Mainsheet stack is 7:1. I will need to talk to you more about how to "site the leech". How do I know when the leech is at the max tension? I will have to mark the mainsheet with this setting once the boat is all back together & back on the water so I don't get the leech too tight.
I assume he is talking about rigging the boat on land, standing behind it and sighting up the leech. Pull the mainsheet in until the leech is in a straight line (perfectly in line with the mast).
Unfortunately, this setting has very little bearing on what your sheet tension actually needs to be on the water. Once you're on the water, the loads in the sail vary considerably with windspeed, and you have to adjust your mainsheet tension accordingly. For example, the max upwind mainsheet tension that you need in 5 knots is a LOT less than what you need in 20 knots. So that little mark you put on your mainsheet is likely going to give you bad information the majority of the time.
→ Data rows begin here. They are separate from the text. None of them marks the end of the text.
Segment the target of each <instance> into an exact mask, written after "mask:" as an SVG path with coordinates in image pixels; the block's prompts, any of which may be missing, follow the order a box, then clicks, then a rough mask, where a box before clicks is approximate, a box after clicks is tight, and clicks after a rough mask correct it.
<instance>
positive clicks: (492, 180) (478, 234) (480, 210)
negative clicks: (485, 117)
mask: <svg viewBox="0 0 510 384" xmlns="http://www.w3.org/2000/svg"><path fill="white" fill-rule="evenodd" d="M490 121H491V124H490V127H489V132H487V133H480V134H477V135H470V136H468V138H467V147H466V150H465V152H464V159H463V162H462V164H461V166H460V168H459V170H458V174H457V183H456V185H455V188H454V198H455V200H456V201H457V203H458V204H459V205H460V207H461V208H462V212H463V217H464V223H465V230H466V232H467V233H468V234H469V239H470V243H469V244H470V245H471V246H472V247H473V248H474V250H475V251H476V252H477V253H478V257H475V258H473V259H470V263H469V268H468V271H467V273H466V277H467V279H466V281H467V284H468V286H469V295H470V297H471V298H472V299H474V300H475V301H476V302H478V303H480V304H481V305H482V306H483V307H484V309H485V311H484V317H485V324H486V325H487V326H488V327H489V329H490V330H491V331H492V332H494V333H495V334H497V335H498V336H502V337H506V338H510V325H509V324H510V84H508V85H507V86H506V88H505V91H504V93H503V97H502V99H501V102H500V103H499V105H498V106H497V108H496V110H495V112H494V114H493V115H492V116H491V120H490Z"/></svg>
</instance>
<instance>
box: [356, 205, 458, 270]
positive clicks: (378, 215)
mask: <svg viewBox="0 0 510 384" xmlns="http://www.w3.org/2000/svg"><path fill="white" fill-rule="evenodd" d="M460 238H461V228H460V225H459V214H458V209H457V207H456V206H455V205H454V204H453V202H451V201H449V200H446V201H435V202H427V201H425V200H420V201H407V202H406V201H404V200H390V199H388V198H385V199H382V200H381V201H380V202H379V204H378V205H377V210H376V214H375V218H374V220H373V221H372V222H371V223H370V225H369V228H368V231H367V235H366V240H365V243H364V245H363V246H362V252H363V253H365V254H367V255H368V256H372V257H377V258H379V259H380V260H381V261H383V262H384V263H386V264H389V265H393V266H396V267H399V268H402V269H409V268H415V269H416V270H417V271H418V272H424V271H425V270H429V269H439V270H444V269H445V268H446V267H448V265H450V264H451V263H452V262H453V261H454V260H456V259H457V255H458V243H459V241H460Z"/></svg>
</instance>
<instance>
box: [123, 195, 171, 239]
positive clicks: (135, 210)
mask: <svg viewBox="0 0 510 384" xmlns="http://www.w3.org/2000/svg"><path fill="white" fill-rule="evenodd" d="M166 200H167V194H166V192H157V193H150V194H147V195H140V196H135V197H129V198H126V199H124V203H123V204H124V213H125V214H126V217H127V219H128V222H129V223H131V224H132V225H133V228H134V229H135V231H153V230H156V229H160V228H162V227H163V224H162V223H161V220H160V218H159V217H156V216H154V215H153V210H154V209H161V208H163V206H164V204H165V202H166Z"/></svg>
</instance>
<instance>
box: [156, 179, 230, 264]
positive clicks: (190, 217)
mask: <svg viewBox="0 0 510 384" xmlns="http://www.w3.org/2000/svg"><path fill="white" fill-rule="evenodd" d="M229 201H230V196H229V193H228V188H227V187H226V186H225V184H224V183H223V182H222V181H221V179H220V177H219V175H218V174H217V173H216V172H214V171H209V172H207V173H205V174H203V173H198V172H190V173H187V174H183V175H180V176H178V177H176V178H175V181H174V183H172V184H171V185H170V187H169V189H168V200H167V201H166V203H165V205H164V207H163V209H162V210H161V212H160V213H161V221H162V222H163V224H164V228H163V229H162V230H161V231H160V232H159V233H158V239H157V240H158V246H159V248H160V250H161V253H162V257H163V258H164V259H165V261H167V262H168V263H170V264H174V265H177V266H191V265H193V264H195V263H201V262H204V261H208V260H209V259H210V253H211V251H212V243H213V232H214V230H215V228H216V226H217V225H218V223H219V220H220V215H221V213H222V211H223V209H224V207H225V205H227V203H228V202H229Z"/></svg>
As the windspeed increases, the leech wants to fall off the centerline and so you need to crank in on the mainsheet if you want to go upwind. Pulling on more mainsheet tension (in conjunction with increased downhaul tension) also flattens the sail, so in higher wind, more mainsheet tension actually helps settle the boat down. Also, variations in the downhaul tension affect the required mainsheet tension. As the downhaul is made tighter, the mast bends and this causes the leech to fall off, again requiring the mainsheet to be brought in farther.
The best way to determine what your mainsheet tension should be is to install tell-tails on your sail, particularly in the upper panels. I recommend one set each in the second and third panels from the top. These will tell you very clearly if you are under or over sheeted.